If you are an almond grower, a beekeeper or simply live in Northern California, you know where to find most of America’s honey bee colonies in late January through February. Close to two million honey bee colonies come from all over the United States to pollinate the almond blooms each year. But then what? If getting bees to California is like a sprint for beekeepers, what happens after is more like a marathon. When the last almond petals fall, the beekeepers’ most intensive work period begins.
Lightning Speed Honey Bee Biology and their Life Cycle
In nature, honey bees reproduce on two levels. At the individual level, honey bee queens lay eggs that will be raised to adulthood to grow the colony population as a whole. And at the colony level, when the population outgrows their home, the colony divides and swarms, leaving the nest behind with resources for the remaining workers to make themselves a new queen. This swarming process results in two colonies or more.
The ultimate goal for honey bees, as for all living organisms, is to reproduce. On an annual timeline, it means that honey bees will grow fast in the spring, enough to swarm in time for the resulting two colonies to now grow more foragers, to gather the resources necessary to survive the winter, and do it all over again the following year. Most beekeepers will manipulate the colonies at this time so that they can take advantage of these biological and environmental urges to reproduce.
The Beekeepers’ Spring Workload
When colonies leave the almond orchard at the end of February, they are destined to: 1) be split or broken down into multiple smaller colonies, effectively preventing swarming and increasing colony numbers, and 2) transfer bulk bees into packages to be sold across the country and make cell builders to raise queen cells and queens.
Splitting Colonies
Most beekeepers benefit from the early spring boost in colony buildup to split their colonies. They use these smaller units, or “splits” to increase their colony numbers, to either make up for last year’s loss and/or put more units into producing honey or participate in subsequent pollination events.
The process of splitting consists of going through each colony thoroughly and assessing each component for a fair division of resources. Beekeepers use different techniques and methods to split their colonies but the basic concepts are similar for everyone.
This splitting period presents a good opportunity to treat for pests and diseases, notably Varroa, in hopes of creating strong and healthy honey producing or pollination units. This is an important time for the Bee Informed Partnership to perform colony assessment and sampling for beekeepers, reporting back on the status of the operation, the trends from other colonies in the area, the effectiveness of early treatments and suggest actions to increase the strength of colonies going into production.
Making packaged bees and cell builders
The boost in colony population size during almond pollination also offers beekeepers the opportunity to use their excess bees to make packages to sell to all types of beekeepers across the US. The timing of such spring buildup of bees after almonds and the subsequent package production comes at a perfect time when the rest of the country is in need of new colonies to replace those they lost over the winter.
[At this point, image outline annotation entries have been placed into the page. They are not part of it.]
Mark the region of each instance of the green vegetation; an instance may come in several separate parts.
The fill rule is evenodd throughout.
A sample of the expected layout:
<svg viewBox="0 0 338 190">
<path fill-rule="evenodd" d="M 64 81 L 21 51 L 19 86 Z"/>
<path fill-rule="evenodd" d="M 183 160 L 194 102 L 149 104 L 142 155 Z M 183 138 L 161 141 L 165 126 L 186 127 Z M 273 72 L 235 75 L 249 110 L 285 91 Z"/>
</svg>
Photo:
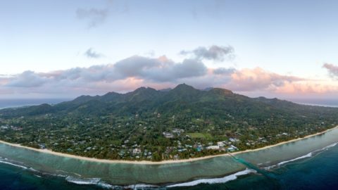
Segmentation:
<svg viewBox="0 0 338 190">
<path fill-rule="evenodd" d="M 105 159 L 184 159 L 263 147 L 338 125 L 338 108 L 186 84 L 0 110 L 0 139 Z"/>
<path fill-rule="evenodd" d="M 200 133 L 200 132 L 189 132 L 187 133 L 192 139 L 212 139 L 213 137 L 211 134 L 208 133 Z"/>
</svg>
Each package of bees weighs between three to five pounds, containing approximately 7,000–12,000 bees and a caged-queen. These packages will be installed in hive equipment and hopefully start a new colony. In conversations with package producers, some report the bee industry produces and sells over 250,000 packages to the beekeeping community each year.
Producing Queens
The queens need to be produced during this same window of opportunity. Beekeepers use excess bees to create what they call cell builders—(often) queenless colonies with a lot of young “nurse” bees and the necessary resources to produce numerous queen cells. Some queen cells are sold prior to hatching and used by many beekeepers to speed up the splitting process by introducing queen cells into their newly made units. Other queens will be allowed to hatch and mate before being sold either with bee packages or individually to beekeepers as sold as replacement queens that are mated and ready to begin laying eggs.
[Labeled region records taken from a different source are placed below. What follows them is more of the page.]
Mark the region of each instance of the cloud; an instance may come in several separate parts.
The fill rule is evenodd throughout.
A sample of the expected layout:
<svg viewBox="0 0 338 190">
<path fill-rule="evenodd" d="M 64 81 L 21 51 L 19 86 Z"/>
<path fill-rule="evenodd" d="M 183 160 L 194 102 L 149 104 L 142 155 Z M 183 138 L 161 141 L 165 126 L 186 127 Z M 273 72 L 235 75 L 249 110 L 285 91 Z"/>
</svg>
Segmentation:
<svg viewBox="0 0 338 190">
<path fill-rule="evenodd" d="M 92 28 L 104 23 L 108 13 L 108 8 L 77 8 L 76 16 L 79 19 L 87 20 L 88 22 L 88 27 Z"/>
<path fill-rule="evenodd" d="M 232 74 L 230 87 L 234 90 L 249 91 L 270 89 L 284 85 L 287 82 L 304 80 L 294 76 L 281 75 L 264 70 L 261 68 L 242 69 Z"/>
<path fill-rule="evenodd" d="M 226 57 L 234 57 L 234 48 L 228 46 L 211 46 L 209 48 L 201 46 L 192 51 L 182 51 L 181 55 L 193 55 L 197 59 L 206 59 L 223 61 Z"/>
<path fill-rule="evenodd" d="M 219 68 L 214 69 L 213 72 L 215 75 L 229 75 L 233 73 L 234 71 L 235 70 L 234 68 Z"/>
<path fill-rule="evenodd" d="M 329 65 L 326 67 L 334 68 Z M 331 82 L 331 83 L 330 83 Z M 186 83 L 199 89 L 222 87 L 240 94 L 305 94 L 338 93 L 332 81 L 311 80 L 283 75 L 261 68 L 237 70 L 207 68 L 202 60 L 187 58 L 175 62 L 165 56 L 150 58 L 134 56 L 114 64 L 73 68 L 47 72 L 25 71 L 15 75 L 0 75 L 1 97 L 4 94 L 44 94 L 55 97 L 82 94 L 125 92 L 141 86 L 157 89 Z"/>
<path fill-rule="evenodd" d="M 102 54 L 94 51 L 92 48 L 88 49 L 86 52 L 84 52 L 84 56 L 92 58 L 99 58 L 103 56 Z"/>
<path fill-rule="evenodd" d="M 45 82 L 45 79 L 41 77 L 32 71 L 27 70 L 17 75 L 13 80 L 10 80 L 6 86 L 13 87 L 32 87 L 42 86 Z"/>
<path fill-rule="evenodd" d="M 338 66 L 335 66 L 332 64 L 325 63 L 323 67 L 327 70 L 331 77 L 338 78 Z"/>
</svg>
The Bee Informed Partnership works closely with many California Queen breeders during this period to assess colony health and sample for pests and diseases. Additionally, BIP performs testing on breeder queen colonies to measure hygienic behavior, a genetic trait that translates into better resistance against certain honey bee diseases. This hygienic behavior is the ability of worker honey bees to efficiently ‘sense’ diseased pupae, uncap them and remove them from the nest. The test consists of freezing a section of the brood, effectively killing the progeny, and counting the number of pupae removed in a 24-hour period. Those colonies with higher removal rates are considered more hygienic, and are thus more preferable to breed from than those colonies with lower removal scores.
BIP has played an important role in testing, reporting and advising California Queen Producers over the past decade, supporting them in selecting better breeding stock year after year. This is made evident by the statistically positive increase in hygienic behavior scores of bees from the BIP Tech Transfer Team Program participants, as seen in the graph below.
The marathon stretches on into summer…
Beekeepers often spend the months of March and April in a clement (southern) location, working at moving bees at night and splitting bees during the day. Once the splits have been made, the queens have been reared, the packages have been shipped and the weather warms up in the North providing food for the bees, beekeepers will pack up all their colonies and move them back to summer pastures for honey production and other pollination events. This time of year is a true test of the beekeepers’ strength, resilience and stamina.